The Bridge 90.9 is leading listeners to a unique radio discovery experience.
KTBG is better known across the Kansas City, Mo., area as The Bridge 90.9. That’s an appropriate moniker for how this public radio station curates a music mix that’s hard to find elsewhere on the radio dial.
It opens a door to new, rare, and local music alongside familiar hits and classics.
The lineup on 909 Sessions, the station’s live performance and interview program, reflects The Bridge’s signature eclecticism. In recent months, the program has hosted nationally and internationally acclaimed artists such as John Oates, half of the blockbuster Hall & Oates duo; Ladysmith Black Mambazo, the South African folk choral group; and next-generation bluegrass star Sara Watkins.
In keeping with the station’s mission to showcase more local talent than any other station in town, 909 Sessions has recently featured well-established and upcoming homegrown Kansas City musicians such as Brewer & Shipley, the folk-rock duo that rose to national prominence in the 1970s; Hembree, a rock band that has soared to national popularity in four short years; and Danielle Nicole, whose star as a nationally recognized blues artist has also risen quickly.
“The Bridge is a curated radio station,” say its music director Jon Hart. “We make a careful decision about every record we put into the library and every artist we feature in live events. We are very broad when it comes to genre. But it has to fit into an overall whole.”
That “whole” is defined at the Bridge by an emphasis on curiosity and adventurism. The station deliberately plays to listeners who want to be surprised by something new, different and maybe even a little challenging, not nursed by music that’s familiar, old and comfortable.
“We’re always looking for that record that makes people stop and say, ‘Oh, wow!’” Hart says.

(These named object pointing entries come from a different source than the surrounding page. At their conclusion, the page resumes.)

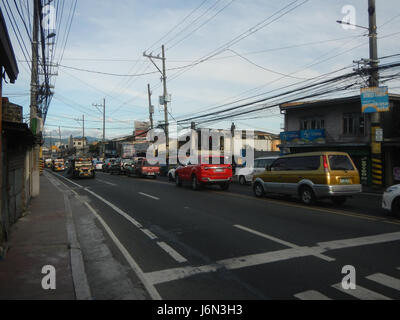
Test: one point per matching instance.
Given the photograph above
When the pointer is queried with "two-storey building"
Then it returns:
(339, 125)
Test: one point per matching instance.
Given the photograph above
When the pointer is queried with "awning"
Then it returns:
(7, 56)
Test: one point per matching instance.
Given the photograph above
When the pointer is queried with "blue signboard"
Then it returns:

“This is a radio station for people who have something in them that says they can’t take the music of their youth to the graves,” Hart adds. “This is a format that elevates instead of reduces. We just look for good songs. The people who come to stations like ours are not as much demographically driven as they are psychographically driven. They have a hunger for music.”
Unlike much of the rest of radio across the country, The Bridge is attracting young audiences, plateauing at about age 25 and keeping those same listeners as they continue to age.
“Ours is the station that everybody of almost all ages can agree on when they’re in the car,” Hart says. “That’s one of the things we get back all the time.”
Through regularly updated online articles and listings, The Bridge also works hard to be a leading source of information about the Kansas City music industry, the progress of local musicians, and upcoming shows.
The Bridge is living up to its name as a thruway of curation and discovery that one only finds on public radio. The Bridge collaborated with Kansas City’s public television station, KCPT to promote a compelling documentary film, Music Is An Immigrant, that follows Making Movies band members as they visit family and share music in Panama. The Bridge is also helping the band raise awareness for its nonprofit organization, Art as Mentorship, which encourages disadvantaged youth to make music.
The station leads Kansas City audiences to music that expands their thinking, frame of reference and enjoyment. Along the way, it’s also giving local musicians a rare platform to launch and sustain their own careers. It’s a bridge that one can only find on public radio.